Important caution: China food import rules, certificates, registration requirements and labeling standards can change by product and timing. Treat this article as an entry checklist, then confirm the latest item-specific rules with official agencies, your importer and qualified specialists before shipment.

6. Pre-deal checklist for Western food brands

Before negotiating launch dates, marketing budgets or exclusivity, create a product-by-product China access file. It does not need to be elegant. It needs to be complete enough for an importer or adviser to identify gaps quickly.

  • Map the product category and likely HS code. Confirm whether the product is a snack, beverage, alcohol, dairy, health food, special food or another regulated category.
  • Prepare ingredient, additive and allergen data. Collect the label, formula, specification sheet and manufacturing-process information.
  • Review claims before drafting Chinese packaging. Health, medical, immunity, beauty and functional claims can create regulatory risk.
  • Check whether GACC registration applies. Identify the relevant manufacturing, processing or storage sites and who will manage the registration information.
  • Define responsibilities with the China importer.

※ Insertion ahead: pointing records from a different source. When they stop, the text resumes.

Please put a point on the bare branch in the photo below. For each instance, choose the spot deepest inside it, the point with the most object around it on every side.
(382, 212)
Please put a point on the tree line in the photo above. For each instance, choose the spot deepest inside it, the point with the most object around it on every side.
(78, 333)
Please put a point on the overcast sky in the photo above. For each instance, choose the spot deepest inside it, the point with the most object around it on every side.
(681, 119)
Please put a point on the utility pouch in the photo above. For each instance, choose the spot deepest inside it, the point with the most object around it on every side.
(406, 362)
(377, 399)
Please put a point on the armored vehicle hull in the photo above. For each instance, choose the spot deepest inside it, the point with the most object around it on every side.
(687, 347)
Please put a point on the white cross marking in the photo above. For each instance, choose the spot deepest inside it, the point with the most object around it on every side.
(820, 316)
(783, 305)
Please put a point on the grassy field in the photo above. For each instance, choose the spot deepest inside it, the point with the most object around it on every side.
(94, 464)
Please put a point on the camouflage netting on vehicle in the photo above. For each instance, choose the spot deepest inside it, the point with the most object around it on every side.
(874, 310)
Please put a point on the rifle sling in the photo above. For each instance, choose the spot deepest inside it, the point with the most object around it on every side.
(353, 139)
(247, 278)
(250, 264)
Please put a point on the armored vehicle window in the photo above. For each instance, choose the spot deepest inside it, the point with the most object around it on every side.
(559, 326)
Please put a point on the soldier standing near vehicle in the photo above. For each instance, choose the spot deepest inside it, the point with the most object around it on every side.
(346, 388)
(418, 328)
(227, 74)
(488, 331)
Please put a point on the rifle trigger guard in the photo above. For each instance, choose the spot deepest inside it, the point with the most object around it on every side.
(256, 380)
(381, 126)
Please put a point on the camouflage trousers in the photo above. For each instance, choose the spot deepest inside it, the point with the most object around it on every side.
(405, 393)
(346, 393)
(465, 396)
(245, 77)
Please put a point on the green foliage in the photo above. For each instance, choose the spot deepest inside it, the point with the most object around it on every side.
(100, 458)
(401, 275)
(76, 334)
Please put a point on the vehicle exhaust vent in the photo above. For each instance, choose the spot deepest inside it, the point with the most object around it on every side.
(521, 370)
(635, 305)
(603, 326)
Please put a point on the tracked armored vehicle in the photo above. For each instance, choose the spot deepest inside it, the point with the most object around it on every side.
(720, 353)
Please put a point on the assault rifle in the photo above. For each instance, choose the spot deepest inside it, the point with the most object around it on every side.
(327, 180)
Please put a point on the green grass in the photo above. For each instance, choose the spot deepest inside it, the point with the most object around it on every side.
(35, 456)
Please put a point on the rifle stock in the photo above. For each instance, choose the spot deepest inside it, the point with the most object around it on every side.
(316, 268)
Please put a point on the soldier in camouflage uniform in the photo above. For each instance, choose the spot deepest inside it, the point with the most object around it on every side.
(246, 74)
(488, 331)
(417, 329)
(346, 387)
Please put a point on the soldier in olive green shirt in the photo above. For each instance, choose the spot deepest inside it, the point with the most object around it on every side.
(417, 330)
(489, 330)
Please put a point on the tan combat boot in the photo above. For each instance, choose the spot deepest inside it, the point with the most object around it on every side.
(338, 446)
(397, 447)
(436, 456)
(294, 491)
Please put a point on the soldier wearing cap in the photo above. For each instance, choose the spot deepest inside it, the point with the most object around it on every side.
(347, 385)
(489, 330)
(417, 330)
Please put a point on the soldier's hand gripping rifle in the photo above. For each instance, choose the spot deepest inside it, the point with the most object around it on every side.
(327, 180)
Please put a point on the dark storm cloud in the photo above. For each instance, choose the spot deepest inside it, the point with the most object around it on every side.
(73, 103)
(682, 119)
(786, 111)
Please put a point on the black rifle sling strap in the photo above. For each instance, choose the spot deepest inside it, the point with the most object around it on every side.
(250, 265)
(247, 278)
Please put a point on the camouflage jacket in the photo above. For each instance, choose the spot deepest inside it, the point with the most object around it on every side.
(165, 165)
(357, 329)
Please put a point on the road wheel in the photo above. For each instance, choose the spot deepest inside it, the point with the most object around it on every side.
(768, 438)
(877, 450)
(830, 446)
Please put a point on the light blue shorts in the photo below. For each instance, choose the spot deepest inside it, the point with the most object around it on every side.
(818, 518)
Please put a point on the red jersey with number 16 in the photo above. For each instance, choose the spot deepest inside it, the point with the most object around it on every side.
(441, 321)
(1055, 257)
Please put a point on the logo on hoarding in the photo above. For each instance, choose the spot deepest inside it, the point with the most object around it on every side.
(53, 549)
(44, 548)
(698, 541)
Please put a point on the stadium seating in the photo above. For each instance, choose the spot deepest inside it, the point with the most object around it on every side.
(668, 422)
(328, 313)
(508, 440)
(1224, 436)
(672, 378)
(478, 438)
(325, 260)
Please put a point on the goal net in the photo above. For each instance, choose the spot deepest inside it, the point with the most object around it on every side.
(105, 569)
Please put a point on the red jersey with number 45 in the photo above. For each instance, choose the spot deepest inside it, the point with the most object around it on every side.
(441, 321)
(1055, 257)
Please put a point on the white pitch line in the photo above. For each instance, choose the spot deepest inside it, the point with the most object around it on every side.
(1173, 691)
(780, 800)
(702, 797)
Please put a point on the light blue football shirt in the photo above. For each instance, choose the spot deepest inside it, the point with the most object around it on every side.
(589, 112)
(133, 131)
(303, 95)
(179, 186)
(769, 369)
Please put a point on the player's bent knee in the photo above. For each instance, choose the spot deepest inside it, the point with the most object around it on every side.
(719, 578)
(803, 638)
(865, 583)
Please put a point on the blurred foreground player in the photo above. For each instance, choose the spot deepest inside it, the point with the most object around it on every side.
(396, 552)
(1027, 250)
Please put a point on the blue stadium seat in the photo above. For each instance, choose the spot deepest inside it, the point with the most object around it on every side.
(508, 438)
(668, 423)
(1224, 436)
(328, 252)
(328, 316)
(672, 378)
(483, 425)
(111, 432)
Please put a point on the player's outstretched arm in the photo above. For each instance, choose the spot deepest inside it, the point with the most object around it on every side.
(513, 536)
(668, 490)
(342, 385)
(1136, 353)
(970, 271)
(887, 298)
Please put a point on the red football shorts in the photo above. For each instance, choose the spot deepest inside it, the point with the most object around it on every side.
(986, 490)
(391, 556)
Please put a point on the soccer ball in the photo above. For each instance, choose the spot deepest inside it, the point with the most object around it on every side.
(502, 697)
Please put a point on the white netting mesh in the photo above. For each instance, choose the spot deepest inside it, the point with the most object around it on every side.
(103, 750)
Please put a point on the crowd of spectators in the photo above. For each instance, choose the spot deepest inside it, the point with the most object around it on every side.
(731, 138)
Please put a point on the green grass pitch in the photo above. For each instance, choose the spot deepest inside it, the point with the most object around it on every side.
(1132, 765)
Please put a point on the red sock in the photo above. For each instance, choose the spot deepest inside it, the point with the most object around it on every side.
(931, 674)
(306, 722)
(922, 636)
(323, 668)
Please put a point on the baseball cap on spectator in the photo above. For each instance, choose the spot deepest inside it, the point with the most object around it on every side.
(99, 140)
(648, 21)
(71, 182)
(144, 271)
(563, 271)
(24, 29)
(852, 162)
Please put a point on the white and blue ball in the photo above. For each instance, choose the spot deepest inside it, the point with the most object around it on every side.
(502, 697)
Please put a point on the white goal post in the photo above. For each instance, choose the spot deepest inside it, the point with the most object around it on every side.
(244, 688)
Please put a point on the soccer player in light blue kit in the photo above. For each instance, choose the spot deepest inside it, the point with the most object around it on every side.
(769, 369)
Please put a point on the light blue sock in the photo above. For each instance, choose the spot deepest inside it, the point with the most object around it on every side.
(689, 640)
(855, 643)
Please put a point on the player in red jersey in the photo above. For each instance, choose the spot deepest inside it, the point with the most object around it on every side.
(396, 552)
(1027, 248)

Put labeling responsibility, customs clearance, inspection, certificates, recall handling and regulator contact in writing.
  • Start with a controlled shipment. Leave room for label correction, extra documentation and customs feedback before scaling.

7. Bottom line: food exports require product appeal and paperwork discipline

China remains a meaningful market for imported food, but market potential does not remove the compliance work. Labels, GB standards, GACC registration, certificates and importer responsibility are not glamorous. They are the rails that allow a product to move from brand story to shelf.

The practical sequence is straightforward: classify the product, map the ingredients, identify the manufacturing site, confirm the sales channel, assign importer responsibilities, then review official and specialist guidance. That modest discipline can prevent expensive relabeling, delayed customs clearance and distributor frustration later.

Executive takeaway
Before asking whether Chinese consumers will buy the product, ask whether the product can legally and operationally enter the channel. Chinese labeling, GB standards, GACC registration, certificates and importer roles should be reviewed together, not one by one after the launch plan is already fixed.